In January 2007, my fiancée went to our local dog and cat shelter, from which we’d already adopted three cats. We saw an elderly (fourteen-year-old) Beagle shivering in his kennel and asked to get him out for a visit. He was emaciated and obviously an emotional basket-case. His five-year owners left him there three months earlier, claiming he had ruined $10,000(!) in mattresses, etc. by peeing on them. Later, we read his paperwork and it became clear they did not want the responsibility of a senior dog—plus they had gotten a puppy, so they just discarded Ashby Wigglesworth (he was already named when we got him, of course).

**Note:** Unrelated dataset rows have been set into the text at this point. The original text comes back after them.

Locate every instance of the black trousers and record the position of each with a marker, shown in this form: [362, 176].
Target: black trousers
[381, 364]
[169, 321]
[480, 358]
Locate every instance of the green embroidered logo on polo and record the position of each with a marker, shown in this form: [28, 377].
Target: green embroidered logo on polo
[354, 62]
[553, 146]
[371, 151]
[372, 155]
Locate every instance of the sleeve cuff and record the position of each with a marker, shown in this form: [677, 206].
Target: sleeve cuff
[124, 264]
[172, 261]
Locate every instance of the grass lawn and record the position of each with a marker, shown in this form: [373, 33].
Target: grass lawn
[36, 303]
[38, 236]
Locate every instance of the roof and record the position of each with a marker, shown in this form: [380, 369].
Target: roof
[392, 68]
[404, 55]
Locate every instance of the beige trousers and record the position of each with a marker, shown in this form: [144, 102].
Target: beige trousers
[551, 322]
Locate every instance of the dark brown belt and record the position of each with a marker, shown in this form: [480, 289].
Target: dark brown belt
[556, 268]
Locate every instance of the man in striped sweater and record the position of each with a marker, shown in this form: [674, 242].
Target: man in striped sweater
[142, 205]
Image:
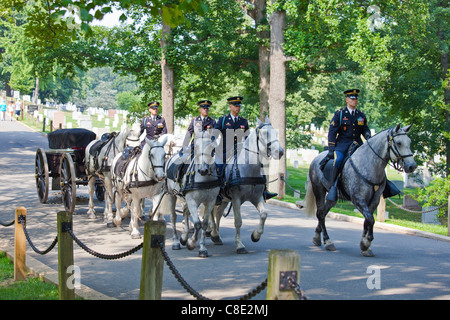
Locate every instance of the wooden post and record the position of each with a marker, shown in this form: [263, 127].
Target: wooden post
[282, 264]
[381, 210]
[65, 256]
[152, 261]
[448, 214]
[20, 272]
[281, 187]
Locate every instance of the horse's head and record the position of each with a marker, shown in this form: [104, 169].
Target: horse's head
[399, 148]
[157, 157]
[132, 135]
[268, 140]
[203, 152]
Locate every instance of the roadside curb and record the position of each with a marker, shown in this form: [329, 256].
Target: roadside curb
[379, 225]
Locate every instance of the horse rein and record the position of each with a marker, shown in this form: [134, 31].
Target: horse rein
[399, 158]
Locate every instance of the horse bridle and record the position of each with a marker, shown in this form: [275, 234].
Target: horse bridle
[398, 163]
[150, 157]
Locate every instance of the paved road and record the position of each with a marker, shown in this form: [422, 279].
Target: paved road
[405, 267]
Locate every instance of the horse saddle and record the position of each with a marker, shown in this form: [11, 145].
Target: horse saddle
[128, 154]
[176, 171]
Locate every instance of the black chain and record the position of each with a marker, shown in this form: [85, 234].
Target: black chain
[100, 255]
[7, 224]
[294, 285]
[52, 245]
[194, 293]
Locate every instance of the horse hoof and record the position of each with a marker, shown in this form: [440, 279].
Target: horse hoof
[254, 239]
[367, 253]
[317, 242]
[135, 235]
[330, 247]
[216, 240]
[203, 254]
[241, 251]
[190, 245]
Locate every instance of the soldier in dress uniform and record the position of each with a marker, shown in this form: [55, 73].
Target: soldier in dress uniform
[239, 125]
[154, 125]
[202, 123]
[346, 127]
[234, 125]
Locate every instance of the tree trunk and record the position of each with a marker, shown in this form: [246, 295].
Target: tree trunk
[167, 83]
[36, 91]
[277, 99]
[264, 57]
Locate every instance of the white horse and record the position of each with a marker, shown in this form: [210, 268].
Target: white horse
[244, 181]
[198, 186]
[142, 176]
[99, 165]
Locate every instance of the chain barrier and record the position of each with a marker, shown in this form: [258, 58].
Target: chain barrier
[294, 285]
[66, 227]
[193, 292]
[101, 255]
[22, 221]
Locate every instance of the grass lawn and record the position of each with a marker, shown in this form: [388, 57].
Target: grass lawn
[31, 289]
[32, 123]
[397, 216]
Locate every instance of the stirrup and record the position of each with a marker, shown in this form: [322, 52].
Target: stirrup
[332, 194]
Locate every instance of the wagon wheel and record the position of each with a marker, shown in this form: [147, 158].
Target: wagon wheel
[68, 185]
[41, 175]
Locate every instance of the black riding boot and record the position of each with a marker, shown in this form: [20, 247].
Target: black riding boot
[269, 195]
[332, 193]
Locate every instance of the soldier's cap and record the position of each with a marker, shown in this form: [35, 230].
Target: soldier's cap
[153, 104]
[237, 101]
[352, 93]
[204, 104]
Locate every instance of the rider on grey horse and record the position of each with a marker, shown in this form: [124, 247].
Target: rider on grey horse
[238, 125]
[346, 128]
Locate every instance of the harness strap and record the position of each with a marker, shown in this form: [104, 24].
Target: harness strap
[364, 178]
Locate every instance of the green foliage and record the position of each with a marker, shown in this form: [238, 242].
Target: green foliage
[436, 194]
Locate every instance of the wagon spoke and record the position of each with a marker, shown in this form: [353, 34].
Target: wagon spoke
[41, 175]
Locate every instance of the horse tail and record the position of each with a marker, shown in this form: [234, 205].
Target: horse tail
[309, 204]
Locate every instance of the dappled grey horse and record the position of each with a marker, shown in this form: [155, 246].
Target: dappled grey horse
[98, 159]
[362, 181]
[142, 176]
[197, 185]
[245, 181]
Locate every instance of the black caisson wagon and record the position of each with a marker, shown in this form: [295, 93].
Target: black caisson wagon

This old guy was so emotionally scarred, he would not wag his tail or bark! In three months’ time, with a lot of love and patience, he came out of his shell and became the joyful (albeit timid) Beagle he was meant to be. In May of 2007, we found out from the vet that he had congestive heart failure and, as we already knew, he was almost completely both blind and deaf. We kept him happy and barking until last August 27th, when he crashed and the vet felt that Ashby was suffering due to malignant brain and spinal lesions that had broken free and traveled to his lungs. We made the heartbreaking decision to euthanize him, as he was suffering and wouldn’t get any better. We both held him as he “went to sleep.”

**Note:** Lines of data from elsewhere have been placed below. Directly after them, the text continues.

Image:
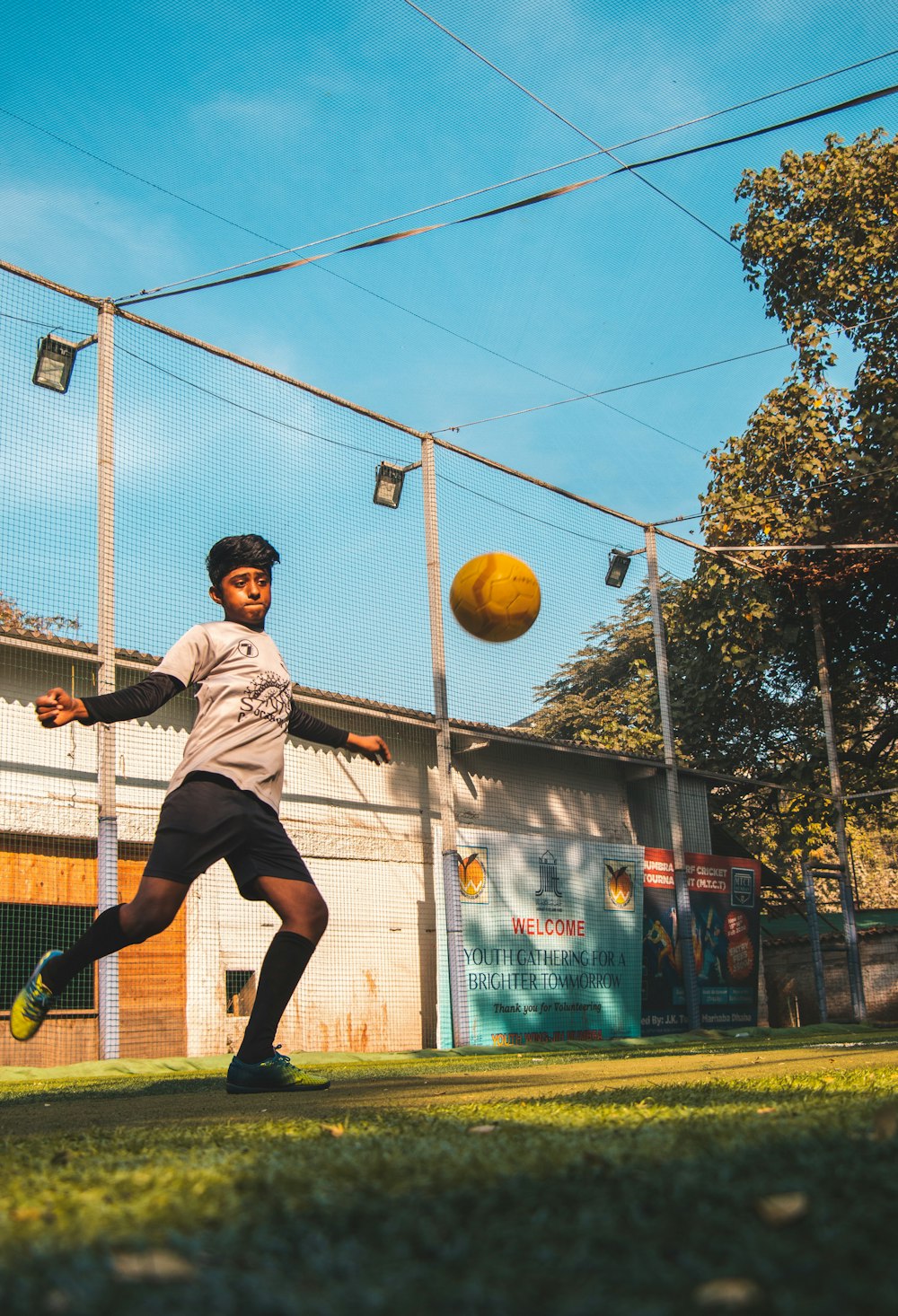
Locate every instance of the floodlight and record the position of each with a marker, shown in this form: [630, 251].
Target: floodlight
[618, 567]
[56, 359]
[387, 488]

That was one of the most painful moments of my life, but I would not trade the time with my precious little old man, Ashby, for anything in this world. Senior dogs and cats are a real challenge and the grief when it is time to say goodbye is deep and real and painful—but they are worth all of it. Puppies and kittens are pure magic, but older animals are just as magical in their wise, accepting way and I sincerely hope more people will adopt them, as they are all too often overlooked and pushed aside ... that should NEVER happen to ANYBODY just because we grow old.